Otro punto que reclama atención es el regreso de Brecht, sobre todo a través de dos trabajos: “Un hombre es un hombre”, bajo la dirección de David Psalmon y “Santa Juana de los mataderos”, en una versión de casi cinco horas instrumentada por Luis de Tavira. Los dos hacen parte de la actual redefinición del teatro político en sus aspectos tradicionales que se está dando en México. El primero en una versión juguetona y juvenil, y el otro bajo la garantía de un intelectual que siempre estuvo críticamente interesado por el dramaturgo alemán, siendo de él alguno de sus más recordados montajes, históricos allá por los 70.

Para cerrar el panorama de la dramaturgia internacional podemos recordar dos estrenos cercanos al fin de año y que reencontraremos en la temporada del 2002: “Lector por horas”, de Sanchis Sinisterra bajo la dirección de Ricardo Ramírez Carnero, y “Agua blanca”, el texto de John Jesurum que montara –como todas las obras de este autor en México– Martín Acosta. El primero se da en un pequeño foro de la Universidad adecuado como ambientación más que como escenografía, de una manera muy pertinente y sugestiva por Arturo Nava, responsable también de la iluminación. Un trabajo muy prolijo y cuidado que deja varias preguntas para que las juegue el espectador. En cuanto a “Agua blanca”, el autor recurre de manera obsesiva a algunos temas que parece recordar en todas sus obras, y Acosta acota este teatro de la palabra a un espacio casi neutro, donde un grupo de actores juega figuras geométricas en una correlación escénica con el sentido del discurso verbal. Irritativo por momentos, pero valioso como proposición global.

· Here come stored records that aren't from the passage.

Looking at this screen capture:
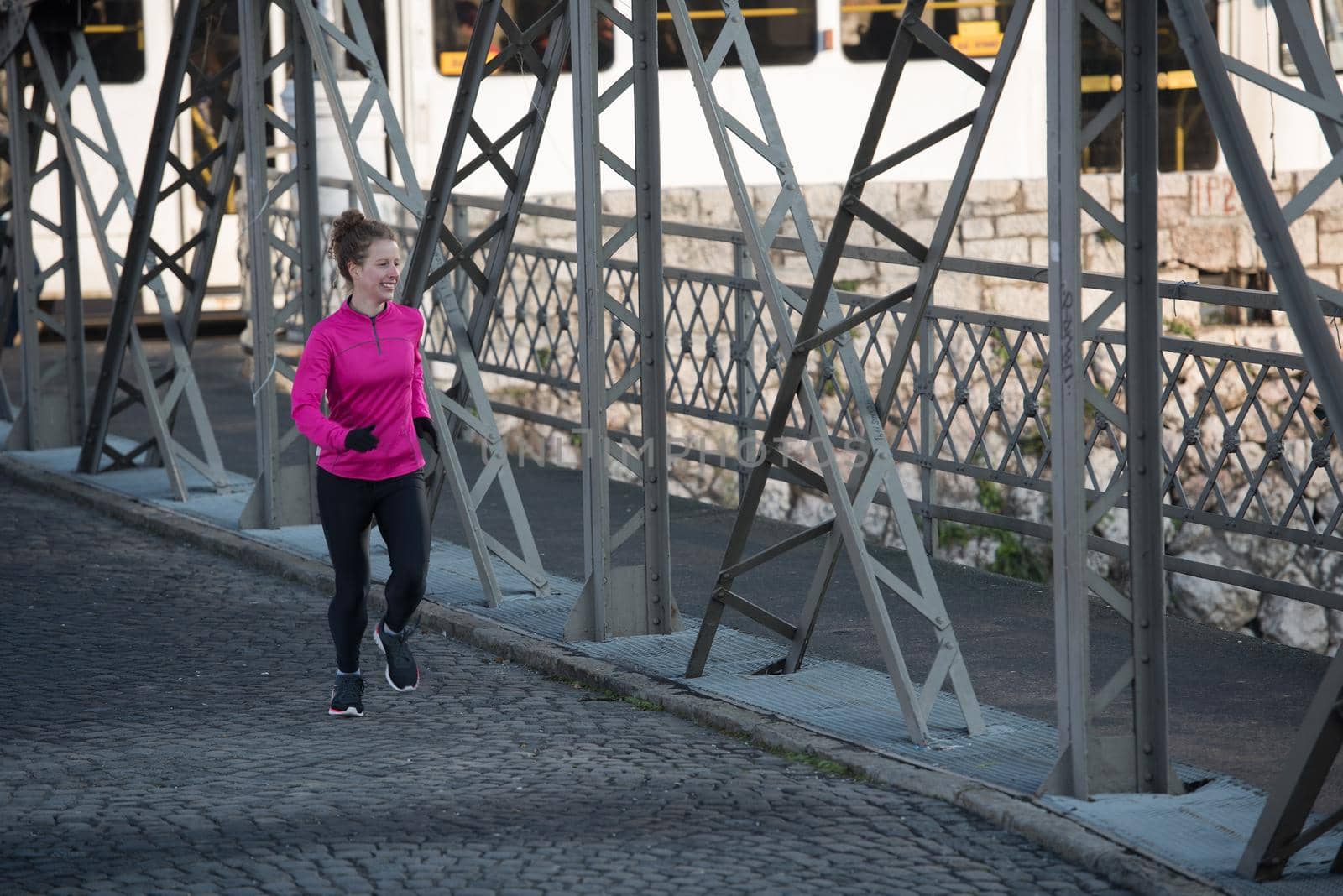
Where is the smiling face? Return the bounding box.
[349,240,401,303]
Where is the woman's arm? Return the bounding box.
[411,310,431,419]
[289,334,349,451]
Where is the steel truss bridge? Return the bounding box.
[0,0,1343,880]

En lo que hace a la dramaturgia local, los nombres más claramente convocados son Carballido, Tovar, Guevara, J. Chabaud. H. Mendoza, Luis Mario Moncada... todos muy conocidos y de larga trayectoria, pero con obras (“Los zorros chinos”; “El destierro”; “De qué manera te olvido”; “Divino Pastor”; “La vida no vale nada”...) que en este caso no resultaron más que de un interés coyuntural y pasajero. Gratas de verse algunas de ellas, pero sin el aliento que las haga perdurar en la memoria –siempre tan débil– de la historia de nuestro teatro.

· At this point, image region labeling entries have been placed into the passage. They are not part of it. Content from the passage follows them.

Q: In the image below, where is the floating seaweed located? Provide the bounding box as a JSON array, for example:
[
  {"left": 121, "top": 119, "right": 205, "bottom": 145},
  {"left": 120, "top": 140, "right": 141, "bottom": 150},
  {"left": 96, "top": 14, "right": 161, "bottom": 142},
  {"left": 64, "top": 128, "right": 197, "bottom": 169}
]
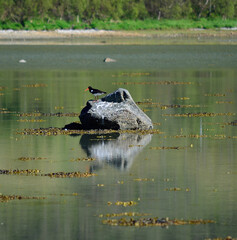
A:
[
  {"left": 0, "top": 193, "right": 46, "bottom": 202},
  {"left": 102, "top": 217, "right": 215, "bottom": 227},
  {"left": 42, "top": 172, "right": 96, "bottom": 178}
]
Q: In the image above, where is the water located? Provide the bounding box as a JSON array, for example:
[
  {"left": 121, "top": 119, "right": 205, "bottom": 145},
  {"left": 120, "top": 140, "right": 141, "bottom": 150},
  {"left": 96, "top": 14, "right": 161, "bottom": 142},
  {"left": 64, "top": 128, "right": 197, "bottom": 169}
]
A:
[{"left": 0, "top": 45, "right": 237, "bottom": 239}]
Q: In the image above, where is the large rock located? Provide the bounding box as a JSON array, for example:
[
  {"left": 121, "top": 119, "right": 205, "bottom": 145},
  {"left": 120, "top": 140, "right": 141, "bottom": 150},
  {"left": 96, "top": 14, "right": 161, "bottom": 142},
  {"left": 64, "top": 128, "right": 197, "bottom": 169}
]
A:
[{"left": 79, "top": 88, "right": 153, "bottom": 130}]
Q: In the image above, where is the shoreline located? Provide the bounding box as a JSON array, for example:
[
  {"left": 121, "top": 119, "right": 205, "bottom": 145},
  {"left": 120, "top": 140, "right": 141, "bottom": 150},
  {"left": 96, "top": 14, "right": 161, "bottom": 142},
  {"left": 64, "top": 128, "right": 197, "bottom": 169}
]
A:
[{"left": 0, "top": 29, "right": 237, "bottom": 45}]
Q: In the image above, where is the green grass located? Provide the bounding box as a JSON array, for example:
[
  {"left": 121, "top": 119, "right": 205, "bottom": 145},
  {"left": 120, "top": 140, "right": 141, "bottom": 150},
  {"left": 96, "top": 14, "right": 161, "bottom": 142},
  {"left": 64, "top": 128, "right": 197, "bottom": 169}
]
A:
[{"left": 0, "top": 18, "right": 237, "bottom": 30}]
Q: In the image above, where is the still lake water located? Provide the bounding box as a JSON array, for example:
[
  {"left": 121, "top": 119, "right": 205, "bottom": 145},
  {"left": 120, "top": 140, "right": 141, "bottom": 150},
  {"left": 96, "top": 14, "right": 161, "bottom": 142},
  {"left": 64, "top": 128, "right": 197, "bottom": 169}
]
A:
[{"left": 0, "top": 45, "right": 237, "bottom": 240}]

El teatro comercial no estrenó nada memorable, ni siquiera por su nivel de riesgo; los independientes (si es que existen) apenas si lanzaron algunas tímidas propuestas (como “Lirios en el cielo”, de Cecilia Lemus, por ejemplo) y las visitas internacionales no asombraron demasiado con sus productos.

Tal vez debiéramos mencionar como interesantes el hecho que el Festival Internacional Cervantino, ahora bajo la dirección de Ramiro Osorio, intenta volver a ser un festival teatral y no musical como había derivado bajo la administración anterior; que ha nacido un nuevo Festival de las Artes: al ARTE 01 del INBA, discutido pero real y con interesantes alternativas, y que se están creando condiciones para un apoyo nacional a tipos específicos de teatro a través de la creación de festivales como el Festival Internacional para niños y jóvenes; Festival Internacional del Teatro del Cuerpo; el Festival Internacional de Monólogos; el Festival Internacional de Teatro de Calle; el Festival Internacional de teatro Indígena y campesino y el Festival Internacional de la Máscara. Algunos de ellos ya con tres o cuatro años de presencia, otros que nacen en este 2002 y los dos últimos programados para ver la luz en el 2003. Todos acompañados por acciones específicas de fomento durante el año sobre cada una de las áreas especiales.

Las posibilidades son reales, pero las huellas dejadas se muestran aún muy débiles, sobre una arena que se borra con el viento. Insistir, trabajar duro, exigir coherencia y tenerla en medio de situaciones socio-políticas de evidente crisis. Camino se hace al andar, veremos hacia donde.